Standing stone, Barrahaurin, Co. Cork
Co. Cork |
Stone Monuments
Some archaeological sites are notable for what remains.
This one is notable for what does not. A standing stone that once stood on the south-western side of a ringfort in Barrahaurin, County Cork, has been removed entirely, leaving no visible trace on the ground. It is, in the most literal sense, an absence with a recorded past.
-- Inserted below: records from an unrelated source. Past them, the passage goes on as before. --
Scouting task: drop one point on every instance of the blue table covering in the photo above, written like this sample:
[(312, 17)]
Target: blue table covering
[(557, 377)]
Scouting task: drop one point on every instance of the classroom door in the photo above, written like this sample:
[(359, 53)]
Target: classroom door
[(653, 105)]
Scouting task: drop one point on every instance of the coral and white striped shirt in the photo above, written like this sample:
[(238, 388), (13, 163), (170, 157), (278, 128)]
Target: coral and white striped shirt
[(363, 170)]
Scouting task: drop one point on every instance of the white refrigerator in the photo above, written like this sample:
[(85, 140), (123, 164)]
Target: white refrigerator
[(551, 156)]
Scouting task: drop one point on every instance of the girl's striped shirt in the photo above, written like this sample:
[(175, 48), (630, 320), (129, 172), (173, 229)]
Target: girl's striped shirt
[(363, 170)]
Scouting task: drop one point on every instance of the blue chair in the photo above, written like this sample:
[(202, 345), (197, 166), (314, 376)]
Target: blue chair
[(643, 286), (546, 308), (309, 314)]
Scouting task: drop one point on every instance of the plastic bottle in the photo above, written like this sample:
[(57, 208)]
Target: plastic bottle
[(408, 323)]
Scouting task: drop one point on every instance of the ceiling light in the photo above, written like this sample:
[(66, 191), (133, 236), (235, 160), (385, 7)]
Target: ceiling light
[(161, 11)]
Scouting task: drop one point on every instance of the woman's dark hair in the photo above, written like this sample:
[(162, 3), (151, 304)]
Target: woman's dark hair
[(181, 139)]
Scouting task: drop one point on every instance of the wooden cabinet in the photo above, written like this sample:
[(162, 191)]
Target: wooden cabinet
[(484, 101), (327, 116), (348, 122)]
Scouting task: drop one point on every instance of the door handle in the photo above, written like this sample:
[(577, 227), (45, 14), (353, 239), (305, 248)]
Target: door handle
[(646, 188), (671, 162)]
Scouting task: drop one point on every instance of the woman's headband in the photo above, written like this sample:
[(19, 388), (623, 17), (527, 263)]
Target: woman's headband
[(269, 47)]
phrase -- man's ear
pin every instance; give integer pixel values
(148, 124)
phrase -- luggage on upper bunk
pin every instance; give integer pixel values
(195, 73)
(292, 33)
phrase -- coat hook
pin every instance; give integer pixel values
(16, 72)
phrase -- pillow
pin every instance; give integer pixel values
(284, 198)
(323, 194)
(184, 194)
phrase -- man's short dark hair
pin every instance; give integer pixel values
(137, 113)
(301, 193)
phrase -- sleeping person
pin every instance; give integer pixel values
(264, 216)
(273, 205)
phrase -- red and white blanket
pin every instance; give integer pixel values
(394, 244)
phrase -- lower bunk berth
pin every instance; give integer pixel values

A ringfort, for those unfamiliar with the term, is a circular enclosure defined by earthen banks or stone walls, typically dating from the early medieval period and used as a farmstead or place of refuge. The Barrahaurin example had, at some point, a standing stone positioned along the line of its inner rampart. A researcher identified as Hartnett recorded the stone under its Irish name, "gallaun", a term used in Munster for a single upright stone, and noted its dimensions: 42 inches by 51 inches by 16 inches, placing it solidly in the category of a substantial upright slab rather than a modest marker. What makes the cartographic record quietly interesting is the stone's patchy appearance across the Ordnance Survey maps. It does not appear on the six-inch maps of 1842 or 1904, but does appear on the 1939 edition, which raises questions that the available evidence cannot fully answer. Whether it was present all along and simply unrecorded, or whether its appearance on the later map reflects a change on the ground, is not clear. By some point after that survey, it was gone.